At a status hearing yesterday in Chicago, U.S. District Court Senior Judge John F. Grady set another hearing for next month on various motions ahead of the March 9 start of the trial. Hurtgen remains the lone holdout among four individuals charged in the case, as the others have pled guilty and are cooperating with the government.
The case against Hurtgen stems from a larger probe of state government corruption known as Operation Board Games that is being pursued by U.S. attorney Patrick Fitzgerald's office in Chicago. The trial in the nearly four-year-old case is expected to last between three to four weeks.
A key witness for the prosecution is expected to be Stuart Levine, who orchestrated the alleged scheme to force Edward Hospital in Naperville to hire Kiferbaum Construction Co. to build the new hospital in exchange for the Illinois Health Facilities Planning Board's approval of a certificate of need for the project.
Levine was the main witness in the government's successful prosecution of Antoin Rezko, a prominent fundraiser and former adviser to Gov.

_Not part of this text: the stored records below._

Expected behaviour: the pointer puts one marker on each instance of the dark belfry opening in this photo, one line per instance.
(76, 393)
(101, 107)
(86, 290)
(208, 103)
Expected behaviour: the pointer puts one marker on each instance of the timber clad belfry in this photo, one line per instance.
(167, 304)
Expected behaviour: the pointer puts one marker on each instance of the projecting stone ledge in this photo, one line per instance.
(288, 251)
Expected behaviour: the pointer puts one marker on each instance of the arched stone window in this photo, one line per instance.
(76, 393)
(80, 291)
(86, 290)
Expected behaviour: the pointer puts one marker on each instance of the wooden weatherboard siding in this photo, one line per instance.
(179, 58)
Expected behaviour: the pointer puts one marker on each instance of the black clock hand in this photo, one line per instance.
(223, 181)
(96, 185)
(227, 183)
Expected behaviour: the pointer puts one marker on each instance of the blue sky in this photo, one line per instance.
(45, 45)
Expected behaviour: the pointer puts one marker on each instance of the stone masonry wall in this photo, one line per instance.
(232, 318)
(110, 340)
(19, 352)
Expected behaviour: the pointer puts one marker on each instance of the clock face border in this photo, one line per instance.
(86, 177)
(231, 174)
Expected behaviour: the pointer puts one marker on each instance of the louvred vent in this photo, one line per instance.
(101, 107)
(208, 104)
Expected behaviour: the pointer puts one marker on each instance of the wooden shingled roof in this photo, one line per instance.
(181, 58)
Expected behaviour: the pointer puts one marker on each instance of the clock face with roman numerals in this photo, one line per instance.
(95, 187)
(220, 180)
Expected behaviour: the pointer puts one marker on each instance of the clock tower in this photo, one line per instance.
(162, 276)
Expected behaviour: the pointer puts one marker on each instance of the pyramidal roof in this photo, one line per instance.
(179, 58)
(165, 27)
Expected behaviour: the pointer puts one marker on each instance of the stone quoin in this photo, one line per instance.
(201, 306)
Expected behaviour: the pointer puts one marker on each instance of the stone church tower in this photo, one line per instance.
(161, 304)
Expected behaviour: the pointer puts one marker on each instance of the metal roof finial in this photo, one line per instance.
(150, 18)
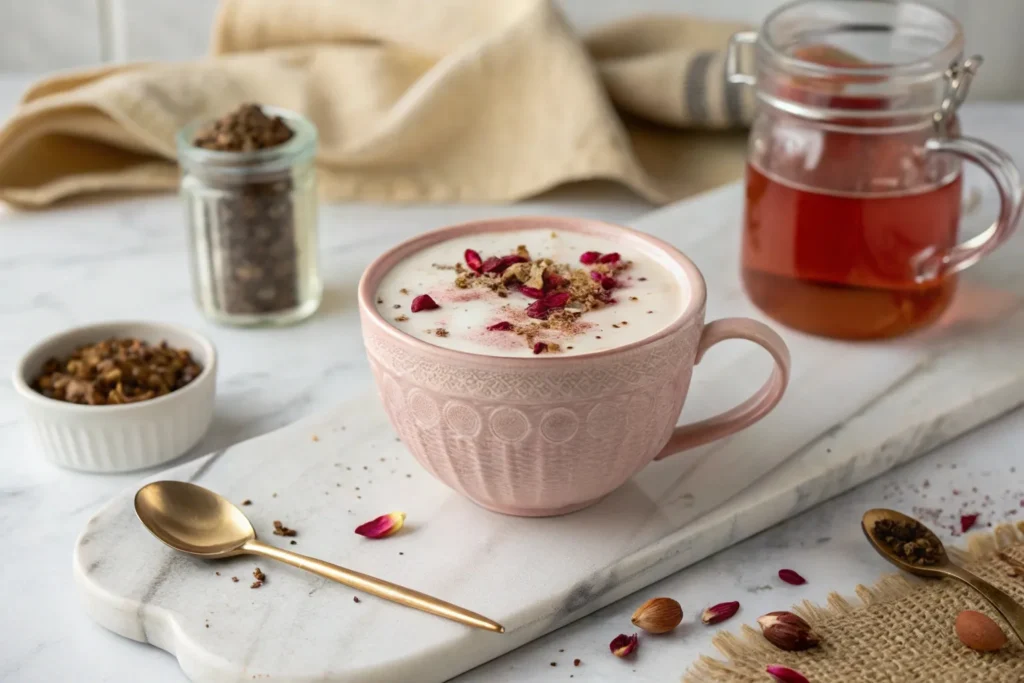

Rod Blagojevich, on charges that he traded state investment business and regulatory approval for kickbacks and to funnel to campaign coffers.
At the time when the hospital shakedown took place in late 2003 and 2004, Levine served as the vice chairman of the planning board. Jacob Kiferbaum, owner of the construction company, was expected to provide kickbacks to Levine. Hurtgen allegedly participated in the scheme to ensure that his former firm would win the underwriting business for the $90 million project and another $23 million office building.
The federal government first brought the charges against Hurtgen in May 2005 but Grady dismissed the case in March 2007, agreeing with the defense that the prosecution had failed to specifically allege in its indictments that Hurtgen was aware that Levine was to receive kickbacks. Hurtgen was re-indicted last December on six counts of aiding and abetting mail and wire fraud and one count of extortion.
Prosecutors made more clear their contention he had full knowledge of the alleged kickbacks and provided new details obtained from Levine, who by then was cooperating. The revised indictment alleges that Hurtgen promised Edward Hospital that the planning board would approve the projects if it hired Kiferbaum and that it would deny them if officials refused.
Hurtgen resigned in 2004 from the investment bank, which was absorbed by JPMorgan last year. He is a Wisconsin native who served as a top aide to former Wisconsin Gov. Tommy Thompson before joining Bear Stearns in 1995.
Fitzgerald's probe has greatly expanded over the last several years as the federal government narrowed in on the governor, leading to his arrest last month.
The criminal complaint against the governor, who has not yet been indicted, outlined some of the past pay-to-play schemes that have surfaced in court documents and trials over the last several years.
But it was the more recent allegation that the governor had sought to profit from his appointment to fill President Obama's vacant Senate seat that captured front page headlines across the country.